Between 2007 and 2016, tourists visiting the islands increased by 39 percent, according to the Galápagos Tourism Observatory.
Tourism to the islands was long done primarily by cruise ships. And even though cruises are one of the least sustainable ways to travel, the industry was well regulated in the Islands. It was only once land-based tourism increased that the islands began to feel the impact of hundreds of thousands of visitors to the region every year.
Last year, Hilton announced it was bringing the first points hotel to the islands. It’s taken a sustainable and conservation focus to the region through the launch.
Traveling the Galápagos Sustainably
The $43 million from DiCaprio will fund restoration efforts including the Floreana Island, home to 54 threatened species. It will also help to reintroduce 13 locally extinct species, including the Floreana mockingbird. This is the first mockingbird Darwin documented. The partnership will also address ocean pollution and work to protect threatened marine resources.
Ninety-seven percent of the land area in the Galápagos is classified as a national park. Paula A Castaño, an environmentalist to who DiCaprio handed over his Twitter account to said conservations are not trying to “remove” humans from the picture. “We are trying to all work together to rewild these ecosystems and support the community as well. They want to be able to continue to thrive together with nature.”
Now, as tourism ramps up after an 18-month hiatus, experts are urging visitors to take extra precautions to visit the region in the most sustainable way possible. This includes finding sustainable travel providers, and accommodations, and supporting local buying and eating habits while visiting the area.

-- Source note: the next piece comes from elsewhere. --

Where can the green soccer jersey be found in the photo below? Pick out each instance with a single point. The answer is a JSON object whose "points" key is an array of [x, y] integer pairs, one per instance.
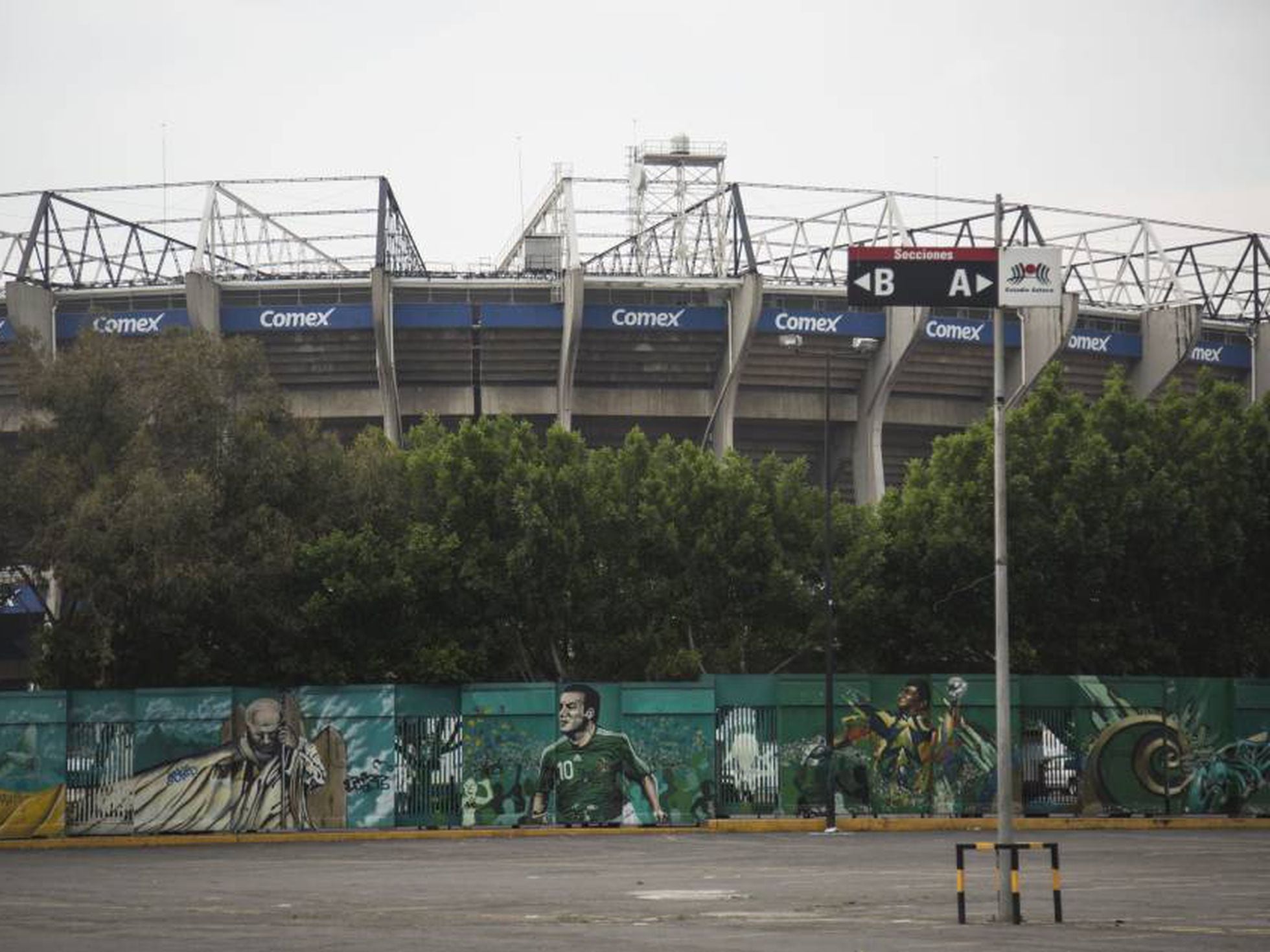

Both the Galápagos National Park Directorate and the Ecuadorian Ministry of Tourism require tour providers to make their businesses as environmentally friendly as possible. This includes efforts to conserve water and energy, recycle and treat all waste material, source locally whenever possible, and employ locals paid fair, liveable wages.
Sustainable travel partners to the Galápagos include Celebrity Cruises, Silversea, the International Nature & Cultural Adventures, Go Galápagos, and Mountain Travel Sobek.